Paper long abstract:
Present times are marked by the rapid development of low-tech bio-interventions that are starting to revolutionize the way people live, the kind of person they can be, and the future that they imagine. "Self-improvement" procedures - such as hormonal menstrual suppression, anti-ageing testosterone replacement, performance-enhancing drugs consumption, skin bleaching treatments and plastic surgery - are booming and are becoming common - cheaper, less invasive, more accessible and affordable than ever.

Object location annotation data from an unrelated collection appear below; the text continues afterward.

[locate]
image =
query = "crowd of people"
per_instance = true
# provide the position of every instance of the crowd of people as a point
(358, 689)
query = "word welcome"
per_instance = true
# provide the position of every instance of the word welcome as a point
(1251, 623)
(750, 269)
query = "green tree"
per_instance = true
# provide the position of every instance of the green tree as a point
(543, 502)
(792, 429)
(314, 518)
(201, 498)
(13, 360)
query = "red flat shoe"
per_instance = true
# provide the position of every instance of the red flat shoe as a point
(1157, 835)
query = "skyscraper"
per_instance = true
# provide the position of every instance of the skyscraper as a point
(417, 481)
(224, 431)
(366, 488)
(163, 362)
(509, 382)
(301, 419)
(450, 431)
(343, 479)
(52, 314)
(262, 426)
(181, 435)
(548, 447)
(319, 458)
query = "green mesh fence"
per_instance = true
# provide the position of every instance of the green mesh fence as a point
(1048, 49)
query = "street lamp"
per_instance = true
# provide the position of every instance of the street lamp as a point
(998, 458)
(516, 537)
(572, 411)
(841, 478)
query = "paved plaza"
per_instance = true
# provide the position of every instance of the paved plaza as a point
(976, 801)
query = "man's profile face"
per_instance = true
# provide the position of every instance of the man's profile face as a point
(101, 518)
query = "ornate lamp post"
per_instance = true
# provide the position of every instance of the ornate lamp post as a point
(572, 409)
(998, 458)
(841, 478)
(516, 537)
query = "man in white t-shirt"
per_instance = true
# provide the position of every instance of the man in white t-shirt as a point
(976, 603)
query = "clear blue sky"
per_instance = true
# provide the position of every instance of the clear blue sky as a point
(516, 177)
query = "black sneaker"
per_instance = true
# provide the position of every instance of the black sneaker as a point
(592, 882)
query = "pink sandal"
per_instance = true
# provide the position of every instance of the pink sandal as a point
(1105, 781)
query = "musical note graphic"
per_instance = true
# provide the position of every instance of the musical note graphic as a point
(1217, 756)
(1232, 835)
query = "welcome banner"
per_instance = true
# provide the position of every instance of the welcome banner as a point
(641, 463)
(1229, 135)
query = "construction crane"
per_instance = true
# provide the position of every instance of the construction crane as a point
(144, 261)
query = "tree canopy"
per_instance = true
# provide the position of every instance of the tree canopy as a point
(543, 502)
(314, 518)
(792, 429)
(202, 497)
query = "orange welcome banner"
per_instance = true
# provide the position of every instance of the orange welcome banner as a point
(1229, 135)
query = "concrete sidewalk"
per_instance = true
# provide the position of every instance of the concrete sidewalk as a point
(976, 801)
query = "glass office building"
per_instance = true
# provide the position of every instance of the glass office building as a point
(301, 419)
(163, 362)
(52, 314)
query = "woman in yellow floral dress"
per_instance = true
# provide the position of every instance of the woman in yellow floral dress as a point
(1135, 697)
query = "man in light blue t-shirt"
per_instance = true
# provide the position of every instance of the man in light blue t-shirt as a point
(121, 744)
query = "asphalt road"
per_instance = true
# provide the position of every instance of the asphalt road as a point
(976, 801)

The democratization of 'wish-fulfilling medicine' and 'enhancement biotechnologies' is exported globally as a will to improve and aspiration to become healthier, smarter, stronger, happier, longer-lived and altogether 'better' individuals.
Drawing from the research project "EXCEL. In pursuit of excellence - Enhancement biotechnologies and body capital", in this presentation we address these "autopoietic" practices and their increase in Portugal during the last ten years, articulating the recourse to enhanced body capital and self-construction projects with the socio-economic fluctuations in times of global recession and financial disquiet.
We suggest that anthropological inquiry offer a privileged ground to better understand the baffling phenomenon that economists have called the "lipstick effect", referring to the increased desire for - and use of - lifestyle, performance-enhancing and appearance-enhancing items during times of economic recession. Approaching (bio)enhancement practices as specific forms of DIY self and body making, we aim to cross the analysis of the material and symbolic dimensions of body transformations and self-construction with the inquiry into the multiple and transforming economies that they constitute.
Paper short abstract:
Drawing on our n/ethnographic fieldwork experience in the Lomography community the paper focuses on DIY practices of lomographers and addresses the branding strategies of cultural (photography) industry incorporating these DIY practices for commercial purposes.
Paper long abstract:
Photography is one of the very first modern medium technology that became a popular domestic craft, rather than just a professional practice. This is certainly one of the main reasons why photography has always been endowed with a strong DIY spirit. But photography has also been driven by commercial interests of cultural industry which has sought to commodify production relationships in the area of photography and its vernacular uses. The present paper aims to describe and analyse contemporary dynamics between DIY material practices and commercial interests using the example of the Lomographic Society International (LSI). The paper thus focuses on DIY practices of Lomography enthusiasts and branding strategies of LSI incorporating these DIY practices for commercial purposes. Empirically drawing on the results of nethnographic research of Lomography community we argue that: (1) DIY practices of lomographers are deeply ambivalent as they permanently oscillate between creative and conventionalised, subversive and commercialised, authentic and commodified meanings; (2) the DIY spirit itself is brilliantly commodified by LSI as it is promoted as a core brand value and as such is sold to lomographers symbolically attached to commodities marketed by LSI; (3) the digital marketing and branding tools employed by LSI further strengthen the commodification of DIY spirit by blurring the borders between user generated content and marketing appeals. As such, Lomography community is described as a living laboratory where it is possible to observe several important aspects surrounding the changing role of photography and its DIY spirit in contemporary digital consumer culture.